Charging Dynamics and Diffusion of Ionic Liquids in Defective Graphite-Based Supercapacitors

Recent advancements in supercapacitor technology have underscored the potential of graphite electrodes paired with ionic liquid electrolyte 1-butyl-3-methylimidazolium hexafluorophosphate ([BMIM][PF₆]) for efficient energy storage. While significant research has explored ion transport mechanisms at the electrode–electrolyte interface, particularly in porous electrodes, the influence of surface imperfections, such as point defects and square hole-like defects, on the graphite electrode surface remains less understood. In this study, we employ molecular dynamics simulations to investigate how random point defects and square hole defects affect the charging dynamics and ion diffusion behavior in graphite-based supercapacitors.

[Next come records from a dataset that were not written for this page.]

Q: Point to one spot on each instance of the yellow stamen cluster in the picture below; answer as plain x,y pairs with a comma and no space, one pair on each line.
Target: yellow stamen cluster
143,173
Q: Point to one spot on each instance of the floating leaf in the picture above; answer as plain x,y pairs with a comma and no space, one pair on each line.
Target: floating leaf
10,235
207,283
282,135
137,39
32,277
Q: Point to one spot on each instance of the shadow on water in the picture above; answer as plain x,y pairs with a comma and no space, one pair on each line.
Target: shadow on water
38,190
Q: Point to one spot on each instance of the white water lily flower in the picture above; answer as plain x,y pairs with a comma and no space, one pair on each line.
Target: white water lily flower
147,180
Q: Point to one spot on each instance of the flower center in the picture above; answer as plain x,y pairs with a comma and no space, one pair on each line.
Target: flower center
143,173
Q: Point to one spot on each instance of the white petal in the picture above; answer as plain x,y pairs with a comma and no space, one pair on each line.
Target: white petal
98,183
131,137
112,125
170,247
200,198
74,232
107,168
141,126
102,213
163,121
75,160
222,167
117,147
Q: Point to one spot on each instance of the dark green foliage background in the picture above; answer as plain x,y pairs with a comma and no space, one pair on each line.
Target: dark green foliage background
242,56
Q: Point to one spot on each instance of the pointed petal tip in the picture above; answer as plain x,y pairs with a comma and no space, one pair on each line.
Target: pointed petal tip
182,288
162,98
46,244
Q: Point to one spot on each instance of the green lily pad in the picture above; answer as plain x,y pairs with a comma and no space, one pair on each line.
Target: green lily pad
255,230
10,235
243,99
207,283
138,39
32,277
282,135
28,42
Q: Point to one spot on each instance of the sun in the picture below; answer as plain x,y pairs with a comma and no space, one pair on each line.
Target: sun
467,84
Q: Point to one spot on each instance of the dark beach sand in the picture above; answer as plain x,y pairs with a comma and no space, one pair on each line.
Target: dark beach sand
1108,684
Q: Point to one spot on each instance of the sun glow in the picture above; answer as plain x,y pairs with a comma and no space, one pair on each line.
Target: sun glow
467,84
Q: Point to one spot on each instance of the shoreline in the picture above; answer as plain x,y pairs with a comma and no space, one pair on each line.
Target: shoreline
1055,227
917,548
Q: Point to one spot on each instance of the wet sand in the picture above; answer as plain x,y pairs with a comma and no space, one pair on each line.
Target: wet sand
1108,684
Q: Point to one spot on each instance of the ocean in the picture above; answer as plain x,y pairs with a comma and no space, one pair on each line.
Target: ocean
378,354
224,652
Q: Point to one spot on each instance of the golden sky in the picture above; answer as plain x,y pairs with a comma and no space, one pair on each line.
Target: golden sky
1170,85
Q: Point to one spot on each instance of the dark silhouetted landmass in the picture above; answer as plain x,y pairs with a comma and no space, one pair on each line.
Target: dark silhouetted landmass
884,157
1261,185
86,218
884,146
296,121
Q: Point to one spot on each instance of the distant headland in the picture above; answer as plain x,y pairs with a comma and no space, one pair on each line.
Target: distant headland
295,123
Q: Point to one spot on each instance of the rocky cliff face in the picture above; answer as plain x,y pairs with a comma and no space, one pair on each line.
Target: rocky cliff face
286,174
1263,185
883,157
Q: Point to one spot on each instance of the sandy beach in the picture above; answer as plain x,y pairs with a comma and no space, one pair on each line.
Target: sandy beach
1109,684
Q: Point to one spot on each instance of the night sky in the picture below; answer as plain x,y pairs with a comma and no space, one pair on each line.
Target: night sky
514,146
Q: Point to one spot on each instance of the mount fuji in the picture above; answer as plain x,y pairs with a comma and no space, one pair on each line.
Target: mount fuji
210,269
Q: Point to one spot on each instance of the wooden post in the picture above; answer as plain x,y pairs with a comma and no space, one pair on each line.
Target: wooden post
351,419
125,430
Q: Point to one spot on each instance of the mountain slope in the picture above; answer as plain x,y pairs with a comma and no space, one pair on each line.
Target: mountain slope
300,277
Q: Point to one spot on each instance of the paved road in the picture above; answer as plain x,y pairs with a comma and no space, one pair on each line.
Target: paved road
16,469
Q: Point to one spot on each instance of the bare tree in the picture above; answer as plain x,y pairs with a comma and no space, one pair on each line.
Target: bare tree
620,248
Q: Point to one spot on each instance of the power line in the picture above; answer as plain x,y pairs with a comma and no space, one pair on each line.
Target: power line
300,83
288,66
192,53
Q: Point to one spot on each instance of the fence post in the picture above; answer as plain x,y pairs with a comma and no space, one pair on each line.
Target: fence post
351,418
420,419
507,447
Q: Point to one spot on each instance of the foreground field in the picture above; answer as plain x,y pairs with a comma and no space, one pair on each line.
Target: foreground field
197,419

We analyze the impact of these surface imperfections on key performance metrics, including charging time, surface charge density, and ion diffusion under varying electric field and pressure. For pristine graphite, we observe a camel-shaped differential capacitance–voltage dependence, with reduced charging time and increased cross-plane ion diffusion coefficient as voltage increases. The diffusion coefficient saturating at an applied voltage of 1.5 V. Point defects have minimal effect on charging relaxation time and the surface charge density, though the differential capacitance peaks at a defect concentration of 1.2%. In contrast, square pore-like defects lead to increases in charge density with defect size and depth, while charging time and diffusion coefficient display more complex dependencies. These results offer insight into defect-mediated electrochemical behavior in graphite electrodes and suggest pathways for engineering improved supercapacitor performance.